For a different application, gradient descent may take 3,000 iterations,

for another learning algorithm, it may take 3 million iterations.

It turns out to be very difficult to tell in advance how many iterations gradient

descent needs to converge.

And is usually by plotting this sort of plot, plotting the cost function as we

increase in number in iterations, is usually by looking at these plots.

But I try to tell if gradient descent has converged.

It's also possible to come up with automatic convergence test,

namely to have a algorithm try to tell you if gradient descent has converged.

And here's maybe a pretty typical example of an automatic convergence test.

And such a test may declare convergence if your cost function J(theta)

decreases by less than some small value epsilon,

some small value 10 to the minus 3 in one iteration.

But I find that usually choosing what this threshold is is pretty difficult.
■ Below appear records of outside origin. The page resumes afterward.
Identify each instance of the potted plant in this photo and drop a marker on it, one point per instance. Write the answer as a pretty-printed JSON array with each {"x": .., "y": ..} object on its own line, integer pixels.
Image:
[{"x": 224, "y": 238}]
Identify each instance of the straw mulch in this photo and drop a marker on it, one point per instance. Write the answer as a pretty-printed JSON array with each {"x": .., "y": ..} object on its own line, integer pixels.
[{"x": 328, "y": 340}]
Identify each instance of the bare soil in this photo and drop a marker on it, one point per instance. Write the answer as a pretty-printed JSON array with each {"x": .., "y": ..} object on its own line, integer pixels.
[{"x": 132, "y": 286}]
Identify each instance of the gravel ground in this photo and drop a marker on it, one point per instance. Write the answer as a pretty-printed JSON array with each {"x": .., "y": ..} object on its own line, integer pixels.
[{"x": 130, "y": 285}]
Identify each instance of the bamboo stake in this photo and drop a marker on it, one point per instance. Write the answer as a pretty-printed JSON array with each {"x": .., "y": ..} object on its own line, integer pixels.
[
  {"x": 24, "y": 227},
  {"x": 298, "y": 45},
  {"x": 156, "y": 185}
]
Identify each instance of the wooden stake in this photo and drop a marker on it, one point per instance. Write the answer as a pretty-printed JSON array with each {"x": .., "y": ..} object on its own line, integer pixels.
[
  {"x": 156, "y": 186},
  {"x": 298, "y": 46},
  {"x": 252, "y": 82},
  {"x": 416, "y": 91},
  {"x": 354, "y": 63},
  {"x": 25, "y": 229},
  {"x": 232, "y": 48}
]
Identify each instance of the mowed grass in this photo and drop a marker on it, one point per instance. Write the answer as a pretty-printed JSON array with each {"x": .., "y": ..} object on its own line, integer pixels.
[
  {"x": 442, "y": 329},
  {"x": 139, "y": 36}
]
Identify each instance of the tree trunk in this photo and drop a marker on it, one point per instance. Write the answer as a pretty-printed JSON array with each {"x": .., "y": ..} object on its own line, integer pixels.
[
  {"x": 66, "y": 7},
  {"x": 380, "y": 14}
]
And so in order to check your gradient descent's converge

I actually tend to look at plots like these, like this figure on the left,

rather than rely on an automatic convergence test.

Looking at this sort of figure can also tell you, or give you an advance warning,

if maybe gradient descent is not working correctly.

Concretely, if you plot J(theta) as a function of the number of iterations.

Then if you see a figure like this where J(theta) is actually increasing,

then that gives you a clear sign that gradient descent is not working.

And a theta like this usually means that you should be using learning rate alpha.